Sai um prato de tofu com ovo a cavalo

O reitor Amílcar Falcão anunciou que a partir de 2020 as cantinas da Universidade de Coimbra deixarão de ter carne de vaca na ementa. O anúncio provocou de imediato uma saraivada de críticas e vozes indignadas. É normal. Se tivesse dito que iria subir as propinas para dez mil euros ou incendiar a biblioteca com a tuna académica lá dentro, provavelmente não teria corrido tanta tinta, mas quando se toca num dos esteios da identidade nacional, aí os portugueses sublevam-se. Pelo direito ao tornedó de novilho são capazes de invadir a Argentina. Como escreveu Miguel Esteves Cardoso na crónica Almoço, “em matéria de afectividade, os portugueses guardam aos víveres uma ternura igual àquela que outros povos destinam ao Bambi. O português não chora tanto ao ver morrer a mãe do Bambi como choraria se ela estivesse estufada em vinho tinto com batatinhas a murro.”

Devido à sua actualidade, é um exercício inútil procurar antever o impacto que esta medida terá no futuro. Por essa razão, vou fazê-lo. Se a decisão do reitor vingar, creio que em breve só os estudantes vegetarianos tentarão entrar na Universidade de Coimbra. Por esse motivo, receio que as praxes se tornem ainda mais humilhantes. Provavelmente o caloiro será obrigado a comer um bife da vazia de joelhos e de olhos vendados ou um hambúrguer com dois palitos. Para que o achincalho seja completo, os veteranos obrigá-los-ão a vestirem-se de campinos e pastores e a envergar uma tarja com a palavra “Vacaholocausto”. No desfile pelas ruas da cidade, terão de parar em cada talho e simular sexo com uma perna de borrego e no final beber um batido de proteína animal.

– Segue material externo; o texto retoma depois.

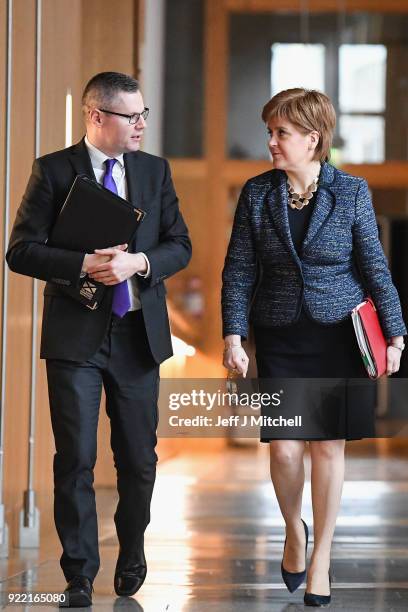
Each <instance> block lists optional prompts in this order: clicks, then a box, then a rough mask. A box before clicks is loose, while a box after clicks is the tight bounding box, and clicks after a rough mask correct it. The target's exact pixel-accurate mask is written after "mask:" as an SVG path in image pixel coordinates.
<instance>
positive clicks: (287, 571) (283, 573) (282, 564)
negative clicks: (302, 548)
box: [281, 519, 309, 593]
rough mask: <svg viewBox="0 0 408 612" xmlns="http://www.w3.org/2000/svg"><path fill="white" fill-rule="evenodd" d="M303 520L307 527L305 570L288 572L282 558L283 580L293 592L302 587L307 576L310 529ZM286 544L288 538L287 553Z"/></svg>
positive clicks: (306, 526)
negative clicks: (309, 535) (307, 566)
mask: <svg viewBox="0 0 408 612" xmlns="http://www.w3.org/2000/svg"><path fill="white" fill-rule="evenodd" d="M301 521H302V523H303V527H304V529H305V536H306V546H305V569H304V571H303V572H288V571H287V570H285V568H284V567H283V558H282V563H281V574H282V578H283V582H284V583H285V584H286V586H287V588H288V590H289V591H290V592H291V593H293V591H296V589H297V588H298V587H300V585H301V584H302V582H303V581H304V579H305V578H306V555H307V543H308V541H309V530H308V528H307V525H306V523H305V521H304V520H303V519H301ZM285 546H286V538H285V545H284V547H283V554H285Z"/></svg>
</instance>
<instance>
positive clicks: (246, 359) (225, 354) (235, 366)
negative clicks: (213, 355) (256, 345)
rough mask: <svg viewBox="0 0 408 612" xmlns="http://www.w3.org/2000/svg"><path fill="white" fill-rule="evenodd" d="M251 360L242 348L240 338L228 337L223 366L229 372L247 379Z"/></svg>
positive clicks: (235, 337) (223, 360) (225, 337)
mask: <svg viewBox="0 0 408 612" xmlns="http://www.w3.org/2000/svg"><path fill="white" fill-rule="evenodd" d="M248 364H249V359H248V356H247V354H246V352H245V351H244V349H243V348H242V346H241V338H240V336H235V335H234V336H226V337H225V348H224V355H223V365H224V367H225V368H227V369H228V370H233V371H235V372H238V373H239V374H242V376H243V377H244V378H245V377H246V374H247V371H248Z"/></svg>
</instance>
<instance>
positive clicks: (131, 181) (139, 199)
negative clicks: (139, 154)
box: [123, 153, 145, 210]
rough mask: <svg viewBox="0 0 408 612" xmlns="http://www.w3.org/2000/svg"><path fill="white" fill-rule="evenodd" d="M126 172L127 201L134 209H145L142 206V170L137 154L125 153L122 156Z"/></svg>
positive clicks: (138, 158)
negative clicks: (126, 184) (126, 183)
mask: <svg viewBox="0 0 408 612" xmlns="http://www.w3.org/2000/svg"><path fill="white" fill-rule="evenodd" d="M123 159H124V163H125V172H126V183H127V188H128V200H129V202H131V203H132V204H133V206H135V207H136V208H142V209H143V210H145V208H144V207H143V206H142V196H143V192H142V185H143V180H142V170H141V163H140V158H139V156H138V154H137V153H125V155H124V156H123Z"/></svg>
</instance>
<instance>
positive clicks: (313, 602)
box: [303, 570, 331, 608]
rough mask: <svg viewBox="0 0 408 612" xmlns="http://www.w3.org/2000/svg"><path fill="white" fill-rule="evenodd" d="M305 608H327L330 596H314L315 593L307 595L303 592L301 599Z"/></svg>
mask: <svg viewBox="0 0 408 612" xmlns="http://www.w3.org/2000/svg"><path fill="white" fill-rule="evenodd" d="M329 586H331V574H330V570H329ZM303 601H304V603H305V606H314V607H315V608H321V607H322V606H328V605H329V603H330V601H331V595H316V594H315V593H308V592H307V591H305V595H304V597H303Z"/></svg>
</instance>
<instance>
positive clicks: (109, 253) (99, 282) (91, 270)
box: [88, 245, 147, 286]
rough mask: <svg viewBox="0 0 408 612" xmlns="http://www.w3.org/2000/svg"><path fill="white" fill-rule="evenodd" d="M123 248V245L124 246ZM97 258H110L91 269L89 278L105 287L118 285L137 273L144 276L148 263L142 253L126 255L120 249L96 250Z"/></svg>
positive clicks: (118, 248)
mask: <svg viewBox="0 0 408 612" xmlns="http://www.w3.org/2000/svg"><path fill="white" fill-rule="evenodd" d="M122 246H123V245H122ZM95 254H96V255H97V256H103V257H109V261H107V262H103V263H99V264H96V263H95V264H94V265H92V266H90V267H89V270H88V274H89V276H90V277H91V278H92V279H93V280H95V281H98V282H99V283H103V284H104V285H108V286H109V285H117V284H118V283H121V282H122V281H124V280H127V279H128V278H130V277H131V276H133V275H134V274H136V273H140V274H144V273H146V271H147V263H146V260H145V258H144V257H143V255H141V254H140V253H125V252H124V251H123V250H121V249H120V248H116V247H112V248H109V249H96V250H95Z"/></svg>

Não me parece, contudo, que este maremoto vegetariano se restrinja a Coimbra. Dentro de pouco tempo, quem for apanhado a comer um bife de vaca será olhado de soslaio e vítima de comentários depreciativos. As fundações seculares da sociedade portuguesa serão então abaladas como não acontecia desde a criação do pastel de bacalhau recheado com queijo da serra. Nas escolas, por exemplo, as traseiras dos pavilhões deixarão de ser utilizados para fumar e namorar longe dos olhares de pais e professores. Empanturrados de tanto seitan e a arrotar rebentos de bambu, os alunos mais rebeldes passarão a encontrar-se aí com uma marmita cheia de almôndegas ou de strogonoff de vaca para partilharem entre eles. No final, mascarão pastilhas de mentol para disfarçar o hálito a carne. As mães mais desconfiadas examinarão os dedos dos filhos à procura de resquícios de gordura animal. “Diz-me a verdade José Filipe, andaste outra vez a comer picanha com os teus amigos, não foi?”, perguntarão os progenitores.

As finanças nacionais também sofrerão bastante com a mudança dos hábitos alimentares dos portugueses. O caso mais sintomático será o colapso económico da Mealhada. Antevejo um fecho em cadeia dos restaurantes e a tomada da cidade pelos porcos, a não ser que alguém a consiga converter rapidamente na capital da quinoa à bairrada.

Quanto às vacas, não lhes restará outra solução se não abandonar o país. Será um êxodo bovino nunca visto, o que provavelmente obrigará Espanha a introduzir controlos nos prados transfronteiriços. Nessa altura, a oposição dirá que este país nem para o gado vacum serve.